The Zoned RedHawks Elite were holding a 7-5 lead at the time, and made a very sensible decision to intentionally walk Capizzi, who hit solo home runs in his first two at-bats.
That created an opportunity for Mason Frank, who had been 0-for-2. He responded with an RBI single to center to get Diamond Baseball Academy within a run.
That hit, which put runners on first and second, made for an even bigger opportunity for Elsier, whose first at-bat was a lined single to center, and second at-bat was a single ripped to third base.
He sent the first pitch over the fence.
“I got a fastball down the middle,” he said. “It was probably the best feeling of my life.”
“We’re aggressive when we’re up,” Elsier said. “That’s how we do it.
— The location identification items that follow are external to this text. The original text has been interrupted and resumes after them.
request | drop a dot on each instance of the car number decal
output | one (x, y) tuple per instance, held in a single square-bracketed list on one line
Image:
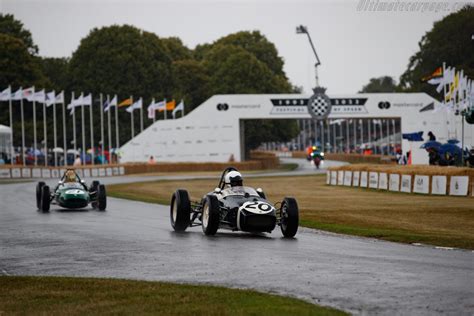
[(75, 191), (257, 207)]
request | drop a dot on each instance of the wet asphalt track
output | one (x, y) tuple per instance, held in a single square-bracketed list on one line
[(135, 240)]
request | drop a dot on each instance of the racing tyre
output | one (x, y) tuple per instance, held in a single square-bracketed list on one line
[(39, 186), (180, 210), (289, 215), (101, 197), (45, 198), (210, 215), (94, 187)]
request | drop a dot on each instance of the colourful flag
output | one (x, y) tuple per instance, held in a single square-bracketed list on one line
[(436, 74), (155, 106), (125, 102), (179, 107), (6, 94), (134, 106), (169, 106)]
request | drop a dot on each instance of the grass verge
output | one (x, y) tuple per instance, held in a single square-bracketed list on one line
[(88, 296), (437, 220)]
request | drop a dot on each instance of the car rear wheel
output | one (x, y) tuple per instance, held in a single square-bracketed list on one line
[(210, 215), (289, 217), (180, 210), (45, 198), (101, 197), (93, 192), (39, 186)]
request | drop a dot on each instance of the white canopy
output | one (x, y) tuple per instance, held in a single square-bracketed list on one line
[(5, 130)]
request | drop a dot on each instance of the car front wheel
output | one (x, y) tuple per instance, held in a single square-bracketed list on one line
[(210, 215), (289, 217), (180, 210)]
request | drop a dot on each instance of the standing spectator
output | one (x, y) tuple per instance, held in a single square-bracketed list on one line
[(431, 136), (77, 161)]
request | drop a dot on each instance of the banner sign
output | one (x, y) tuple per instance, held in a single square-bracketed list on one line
[(383, 181), (348, 178), (394, 183), (373, 180), (16, 173), (458, 185), (333, 177), (340, 177), (363, 179), (438, 185), (421, 184), (4, 173), (406, 183), (355, 178), (46, 173)]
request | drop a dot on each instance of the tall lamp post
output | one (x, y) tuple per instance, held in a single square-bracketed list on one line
[(304, 30)]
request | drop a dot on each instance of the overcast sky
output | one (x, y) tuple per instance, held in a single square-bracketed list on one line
[(354, 46)]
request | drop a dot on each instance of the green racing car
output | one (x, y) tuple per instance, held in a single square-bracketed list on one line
[(72, 193)]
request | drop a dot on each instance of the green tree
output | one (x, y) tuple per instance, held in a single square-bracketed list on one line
[(381, 84), (10, 26), (56, 70), (121, 58), (190, 82), (17, 66), (450, 41), (175, 49)]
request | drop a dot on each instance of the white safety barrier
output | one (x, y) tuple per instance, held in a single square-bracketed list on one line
[(438, 185), (383, 181), (348, 178), (373, 180), (363, 179), (54, 173), (394, 183), (356, 179), (421, 184)]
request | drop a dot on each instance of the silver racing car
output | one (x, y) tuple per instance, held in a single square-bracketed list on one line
[(235, 207)]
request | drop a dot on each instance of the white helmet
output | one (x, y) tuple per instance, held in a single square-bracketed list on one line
[(233, 178)]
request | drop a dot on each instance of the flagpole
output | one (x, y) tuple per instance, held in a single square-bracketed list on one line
[(117, 136), (109, 131), (154, 111), (64, 130), (165, 109), (34, 127), (83, 127), (55, 138), (141, 116), (102, 127), (74, 125), (12, 149), (45, 135), (22, 129), (92, 131), (131, 117)]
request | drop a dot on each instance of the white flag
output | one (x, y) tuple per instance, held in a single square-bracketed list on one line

We have good at-bats, hit it into gaps, and we hit it hard.”
After taking the 10-7 lead into its sixth and final at bat, Diamond Baseball pulled away with an eight-run inning.
Elliott doubled in the first two runs, Ahn drew a bases-loaded walk and Capizzi followed with a two-run hit for a 15-7 lead.
Elsier came up again with two on and two out, and hit his second three-run homer, this time on a 1-2 count.
“We pick each other up,” he said. “This feels great. This is the first tournament we’ve won in the two years we’ve been together. We also came here last year and lost in the semifinals.”
Zoned RedHawks Elite, which went 3-1 on the weekend, got a first-inning grand slam from Max Bussin. Henry Oldham extended the lead to 5-3 with a home run later in the inning.
Liam Buksar had an RBI groundout in the second inning to give the Somerset County team a 6-4 lead, and Brady Kostrowski contributed an RBI single for a 7-5 advantage in the fourth, before Diamond Baseball Academy mounted its comeback.